Потом ему спустили бутылку с водой и – особая честь! – колоссальный, замечательно пахнущий сэндвич, который профессор делал себе сам перед выходом на работу, никому не давая проникнуть в тайну его приготовления, а тем более – попробовать.
– Будем ждать, – сказал Георгий Аполлинарьевич, – а поскольку уже доказано, что время похоже на норовистую лошадь, мы подстегнем его кнутом интересной беседы. Вы готовы, Андрюша?
– Готов!
Собственно, случайная встреча с Георгием Аполлинарьевичем и решила судьбу Андрея, когда он однажды зашел в институт к знакомой девушке. Маясь в ожидании конца занятий, Андрей заглянул в аудиторию и услышал зычный голос профессора, рассказывающего о том, как была поднята крышка с саркофага Тутанхамона и показалась его золотая маска.
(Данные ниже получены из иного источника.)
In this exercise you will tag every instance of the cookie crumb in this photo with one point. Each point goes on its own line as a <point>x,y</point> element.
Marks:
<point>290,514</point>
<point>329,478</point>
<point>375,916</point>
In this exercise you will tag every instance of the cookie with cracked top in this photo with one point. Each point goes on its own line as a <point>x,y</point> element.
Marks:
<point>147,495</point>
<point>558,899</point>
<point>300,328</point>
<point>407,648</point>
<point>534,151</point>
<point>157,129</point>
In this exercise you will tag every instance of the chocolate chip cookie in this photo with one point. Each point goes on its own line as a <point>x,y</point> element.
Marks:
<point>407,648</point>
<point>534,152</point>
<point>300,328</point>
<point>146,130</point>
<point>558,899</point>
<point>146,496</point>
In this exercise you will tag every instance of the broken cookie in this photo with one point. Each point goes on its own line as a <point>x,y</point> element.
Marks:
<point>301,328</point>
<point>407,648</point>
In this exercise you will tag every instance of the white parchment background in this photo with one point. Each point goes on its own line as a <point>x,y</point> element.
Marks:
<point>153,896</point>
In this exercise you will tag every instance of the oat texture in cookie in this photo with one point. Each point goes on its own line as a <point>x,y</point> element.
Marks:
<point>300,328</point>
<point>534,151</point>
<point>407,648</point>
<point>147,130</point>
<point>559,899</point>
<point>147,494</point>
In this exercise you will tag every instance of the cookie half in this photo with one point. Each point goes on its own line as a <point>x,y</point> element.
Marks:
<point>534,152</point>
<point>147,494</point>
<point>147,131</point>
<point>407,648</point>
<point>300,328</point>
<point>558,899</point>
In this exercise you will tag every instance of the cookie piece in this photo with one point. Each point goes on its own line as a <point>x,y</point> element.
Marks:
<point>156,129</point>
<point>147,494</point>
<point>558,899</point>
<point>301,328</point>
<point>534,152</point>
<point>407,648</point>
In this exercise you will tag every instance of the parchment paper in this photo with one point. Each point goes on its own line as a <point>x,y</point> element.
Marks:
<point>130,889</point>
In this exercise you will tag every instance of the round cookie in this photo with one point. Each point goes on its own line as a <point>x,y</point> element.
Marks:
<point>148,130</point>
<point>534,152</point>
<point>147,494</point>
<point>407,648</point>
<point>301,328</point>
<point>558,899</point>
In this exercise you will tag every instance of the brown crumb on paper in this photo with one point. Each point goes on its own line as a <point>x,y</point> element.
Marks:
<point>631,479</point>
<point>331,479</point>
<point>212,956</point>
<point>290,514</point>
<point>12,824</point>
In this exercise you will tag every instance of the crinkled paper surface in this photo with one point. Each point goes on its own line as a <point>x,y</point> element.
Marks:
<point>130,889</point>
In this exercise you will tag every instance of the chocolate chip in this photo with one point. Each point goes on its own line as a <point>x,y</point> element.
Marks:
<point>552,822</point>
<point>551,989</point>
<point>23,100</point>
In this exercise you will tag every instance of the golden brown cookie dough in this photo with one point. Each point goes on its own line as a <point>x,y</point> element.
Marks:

И потом, все последующие годы учебы, Андрей с трепетом ожидал этого зрелища – лекций Георгия Аполлинарьевича, где тот ошеломлял студентов какой-нибудь новой, совершенно фантастической теорией о разрушении Карфагена, грозно поносил ее противников, смешил всех каламбурами, ранил цифрами, ласкал стихами, не забывая посыпать пресный хлеб фактов экзотической солью фантазии, цитировал персов, греков и римлян, то кричал, то опускался до драматического шёпота, увлекаясь ассоциациями, оригинальными, красочными, но с единственным недостатком – отсутствием какой-либо связи с сегодняшней темой, – все это держало студентов в постоянном страхе потерять нить его рассуждений, о чем он обязательно спросит на экзамене, и они, впав в полную прострацию, надеялись только на то, что профессор, погрузившись в дебри философии, не сможет найти дорогу назад, однако Георгий Аполлинарьевич уже перед самым звонком окидывал их победным взглядом и плавно возвращался к своей начальной мысли, завершая ее какой-нибудь латинской пословицей…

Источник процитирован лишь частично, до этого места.